O responsável comentou desta forma as notícias acerca das dificuldades financeiras de certas equipas, nomeadamente o Estrela da Amadora, o que poderá comprometer o seu licenciamento na Liga e originar um possível efeito de cascata que beneficie o Paços de Ferreira, adicionando incerteza ao planeamento da próxima temporada.
“Começámos algumas conversas exploratórias e, em princípio, na próxima semana poderão surgir novidades, mas não nego que ainda estamos a tentar perceber que caminho seguir.
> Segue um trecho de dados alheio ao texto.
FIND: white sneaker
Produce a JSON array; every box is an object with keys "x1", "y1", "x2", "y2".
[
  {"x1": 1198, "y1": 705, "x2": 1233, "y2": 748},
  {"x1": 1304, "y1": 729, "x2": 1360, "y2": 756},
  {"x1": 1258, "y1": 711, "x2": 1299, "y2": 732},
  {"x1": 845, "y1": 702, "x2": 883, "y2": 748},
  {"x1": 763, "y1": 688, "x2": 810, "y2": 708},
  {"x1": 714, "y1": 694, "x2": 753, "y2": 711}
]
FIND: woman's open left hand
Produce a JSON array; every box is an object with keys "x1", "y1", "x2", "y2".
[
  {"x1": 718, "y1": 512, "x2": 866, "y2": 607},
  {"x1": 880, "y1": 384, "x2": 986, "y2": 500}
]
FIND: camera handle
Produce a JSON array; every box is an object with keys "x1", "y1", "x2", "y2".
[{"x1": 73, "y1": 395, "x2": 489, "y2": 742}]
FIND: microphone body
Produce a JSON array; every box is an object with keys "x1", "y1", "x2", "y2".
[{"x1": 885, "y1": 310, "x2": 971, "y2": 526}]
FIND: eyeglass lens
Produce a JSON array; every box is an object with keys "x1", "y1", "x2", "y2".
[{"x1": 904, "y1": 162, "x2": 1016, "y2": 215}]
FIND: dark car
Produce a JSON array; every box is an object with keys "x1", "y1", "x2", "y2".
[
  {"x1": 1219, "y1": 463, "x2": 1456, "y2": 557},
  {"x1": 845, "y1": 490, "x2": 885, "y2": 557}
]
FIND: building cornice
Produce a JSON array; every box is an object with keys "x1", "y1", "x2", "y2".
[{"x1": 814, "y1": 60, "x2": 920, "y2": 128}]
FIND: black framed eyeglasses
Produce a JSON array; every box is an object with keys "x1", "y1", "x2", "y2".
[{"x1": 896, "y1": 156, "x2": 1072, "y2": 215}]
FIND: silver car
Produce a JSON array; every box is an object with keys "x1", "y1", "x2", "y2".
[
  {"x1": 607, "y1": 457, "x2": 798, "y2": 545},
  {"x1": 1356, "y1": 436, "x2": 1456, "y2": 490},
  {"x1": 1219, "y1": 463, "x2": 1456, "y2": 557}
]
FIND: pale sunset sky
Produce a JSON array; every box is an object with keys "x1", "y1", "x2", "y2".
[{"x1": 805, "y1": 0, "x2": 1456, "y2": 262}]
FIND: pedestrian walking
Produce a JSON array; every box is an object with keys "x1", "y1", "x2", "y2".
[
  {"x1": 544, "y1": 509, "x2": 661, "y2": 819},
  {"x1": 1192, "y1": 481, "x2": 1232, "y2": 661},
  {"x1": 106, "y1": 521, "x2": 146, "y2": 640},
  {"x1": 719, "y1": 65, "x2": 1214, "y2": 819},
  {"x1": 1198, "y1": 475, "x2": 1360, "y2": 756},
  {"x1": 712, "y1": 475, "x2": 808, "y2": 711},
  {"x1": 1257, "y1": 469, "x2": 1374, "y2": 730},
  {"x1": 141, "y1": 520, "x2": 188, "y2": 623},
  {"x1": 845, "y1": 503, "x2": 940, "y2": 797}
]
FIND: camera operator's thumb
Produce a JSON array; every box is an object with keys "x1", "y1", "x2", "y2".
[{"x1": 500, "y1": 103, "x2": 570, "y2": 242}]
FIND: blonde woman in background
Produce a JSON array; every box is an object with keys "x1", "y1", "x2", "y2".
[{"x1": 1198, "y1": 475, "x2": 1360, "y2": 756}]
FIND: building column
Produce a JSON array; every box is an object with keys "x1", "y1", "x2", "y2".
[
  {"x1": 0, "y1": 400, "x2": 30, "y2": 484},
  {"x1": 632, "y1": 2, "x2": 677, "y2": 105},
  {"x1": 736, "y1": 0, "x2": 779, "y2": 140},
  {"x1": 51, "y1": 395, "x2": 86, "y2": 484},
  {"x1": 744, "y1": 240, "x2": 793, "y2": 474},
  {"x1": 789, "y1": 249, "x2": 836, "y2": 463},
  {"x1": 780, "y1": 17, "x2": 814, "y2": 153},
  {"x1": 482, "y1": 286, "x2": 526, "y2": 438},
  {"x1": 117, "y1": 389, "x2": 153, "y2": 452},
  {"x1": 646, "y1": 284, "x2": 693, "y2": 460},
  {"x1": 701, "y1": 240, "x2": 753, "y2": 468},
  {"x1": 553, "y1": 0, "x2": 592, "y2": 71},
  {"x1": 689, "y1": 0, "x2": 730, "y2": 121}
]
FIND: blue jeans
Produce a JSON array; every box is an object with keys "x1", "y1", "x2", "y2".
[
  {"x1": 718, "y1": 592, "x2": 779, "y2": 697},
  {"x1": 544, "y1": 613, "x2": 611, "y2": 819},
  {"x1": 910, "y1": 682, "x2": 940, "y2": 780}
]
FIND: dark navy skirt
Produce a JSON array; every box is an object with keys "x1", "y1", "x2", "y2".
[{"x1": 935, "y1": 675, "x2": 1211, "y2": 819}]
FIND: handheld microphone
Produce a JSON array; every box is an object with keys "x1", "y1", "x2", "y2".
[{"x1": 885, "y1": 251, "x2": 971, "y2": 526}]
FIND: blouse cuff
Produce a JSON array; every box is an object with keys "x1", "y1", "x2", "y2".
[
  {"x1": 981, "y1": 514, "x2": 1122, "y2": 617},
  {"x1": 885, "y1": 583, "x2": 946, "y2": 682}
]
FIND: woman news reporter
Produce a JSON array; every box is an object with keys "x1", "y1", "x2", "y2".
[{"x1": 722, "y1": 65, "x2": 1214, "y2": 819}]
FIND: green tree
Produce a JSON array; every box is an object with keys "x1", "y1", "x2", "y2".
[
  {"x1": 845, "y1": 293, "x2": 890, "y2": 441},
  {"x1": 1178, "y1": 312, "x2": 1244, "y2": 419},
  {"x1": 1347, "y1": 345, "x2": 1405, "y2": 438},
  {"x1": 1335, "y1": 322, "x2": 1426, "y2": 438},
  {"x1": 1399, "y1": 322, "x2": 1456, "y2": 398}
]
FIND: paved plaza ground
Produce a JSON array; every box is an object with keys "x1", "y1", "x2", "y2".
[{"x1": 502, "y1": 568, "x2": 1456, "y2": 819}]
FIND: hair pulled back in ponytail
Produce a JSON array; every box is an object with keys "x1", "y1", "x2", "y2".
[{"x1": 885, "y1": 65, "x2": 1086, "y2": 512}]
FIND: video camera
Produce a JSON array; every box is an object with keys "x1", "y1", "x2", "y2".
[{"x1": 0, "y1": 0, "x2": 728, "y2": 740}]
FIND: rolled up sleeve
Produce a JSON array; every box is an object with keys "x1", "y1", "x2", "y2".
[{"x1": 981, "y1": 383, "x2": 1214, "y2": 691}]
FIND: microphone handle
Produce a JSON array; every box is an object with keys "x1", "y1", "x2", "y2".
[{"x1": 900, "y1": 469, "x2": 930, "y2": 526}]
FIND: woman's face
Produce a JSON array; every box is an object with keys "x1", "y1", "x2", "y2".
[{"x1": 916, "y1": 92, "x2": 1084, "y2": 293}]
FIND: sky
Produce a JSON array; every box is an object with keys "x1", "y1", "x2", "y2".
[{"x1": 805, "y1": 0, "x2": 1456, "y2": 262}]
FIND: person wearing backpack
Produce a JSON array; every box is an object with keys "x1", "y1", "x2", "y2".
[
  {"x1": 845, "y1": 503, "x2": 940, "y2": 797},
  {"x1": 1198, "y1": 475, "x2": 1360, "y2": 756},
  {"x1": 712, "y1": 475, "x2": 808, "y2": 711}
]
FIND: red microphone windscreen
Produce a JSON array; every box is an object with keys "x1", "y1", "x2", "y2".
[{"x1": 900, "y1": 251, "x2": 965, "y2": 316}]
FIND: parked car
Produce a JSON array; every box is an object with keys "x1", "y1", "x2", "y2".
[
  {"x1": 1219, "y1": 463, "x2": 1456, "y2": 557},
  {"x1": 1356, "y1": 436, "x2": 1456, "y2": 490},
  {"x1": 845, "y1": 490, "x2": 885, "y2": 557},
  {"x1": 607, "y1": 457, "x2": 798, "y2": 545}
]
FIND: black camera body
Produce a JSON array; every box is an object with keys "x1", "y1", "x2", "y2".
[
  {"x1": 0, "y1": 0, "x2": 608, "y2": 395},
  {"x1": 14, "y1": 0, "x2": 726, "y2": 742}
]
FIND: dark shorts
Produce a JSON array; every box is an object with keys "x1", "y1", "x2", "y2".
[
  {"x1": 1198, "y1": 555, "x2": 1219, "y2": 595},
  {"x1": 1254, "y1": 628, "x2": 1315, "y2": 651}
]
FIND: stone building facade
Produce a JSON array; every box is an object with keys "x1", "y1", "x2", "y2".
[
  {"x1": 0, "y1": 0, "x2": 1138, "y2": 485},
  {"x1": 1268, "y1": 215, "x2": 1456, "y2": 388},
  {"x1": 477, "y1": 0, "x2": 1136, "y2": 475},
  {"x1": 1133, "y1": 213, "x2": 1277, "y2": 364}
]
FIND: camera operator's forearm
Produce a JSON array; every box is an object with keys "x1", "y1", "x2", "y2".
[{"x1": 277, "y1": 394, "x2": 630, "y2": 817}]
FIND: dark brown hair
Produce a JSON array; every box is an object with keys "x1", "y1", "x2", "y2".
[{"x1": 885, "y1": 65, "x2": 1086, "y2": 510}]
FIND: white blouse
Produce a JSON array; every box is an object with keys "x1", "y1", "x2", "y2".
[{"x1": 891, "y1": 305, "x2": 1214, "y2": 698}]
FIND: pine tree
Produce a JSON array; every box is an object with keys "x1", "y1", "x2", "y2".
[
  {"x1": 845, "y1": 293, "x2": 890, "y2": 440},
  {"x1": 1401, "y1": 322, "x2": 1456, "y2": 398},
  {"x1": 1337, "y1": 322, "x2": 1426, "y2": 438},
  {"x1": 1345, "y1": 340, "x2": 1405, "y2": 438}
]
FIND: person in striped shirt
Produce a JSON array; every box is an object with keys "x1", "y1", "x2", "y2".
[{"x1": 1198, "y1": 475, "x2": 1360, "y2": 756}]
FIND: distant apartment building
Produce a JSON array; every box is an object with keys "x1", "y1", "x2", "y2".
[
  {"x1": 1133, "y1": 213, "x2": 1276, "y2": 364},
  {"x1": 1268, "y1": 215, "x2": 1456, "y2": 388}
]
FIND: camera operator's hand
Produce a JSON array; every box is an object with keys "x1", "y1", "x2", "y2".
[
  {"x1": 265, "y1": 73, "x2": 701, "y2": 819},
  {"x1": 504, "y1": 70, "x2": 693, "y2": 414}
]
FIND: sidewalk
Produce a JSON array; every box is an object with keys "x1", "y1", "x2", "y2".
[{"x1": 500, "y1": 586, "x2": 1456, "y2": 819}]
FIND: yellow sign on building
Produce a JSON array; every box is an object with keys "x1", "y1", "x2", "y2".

Temos contratos com atletas e treinadores que asseguravam a sua continuidade caso permanecêssemos, ou a sua rescisão em caso de descida, e, neste momento, estamos um pouco no limbo”, explicou.
Rui Abreu lembrou que uma eventual vantagem para o Paços de Ferreira também depende da continuidade do Farense na Liga 2 através do playoff com o Belenenses, que foi terceiro na fase de subida da Liga 3 (os algarvios ganharam a primeira mão por 1 a 0), mas salientou “alguma prudência na tomada de decisões”.
“Tudo isto provoca hesitação em certas decisões, é verdade, mas, como referi, estamos a trabalhar para competir na Liga 3. Se assim for, vamos apostar claramente na subida, mesmo sem seguir as loucuras de outros. Estaremos atentos e, se algum clube não cumprir, trataremos de ter tudo em ordem”, concluiu.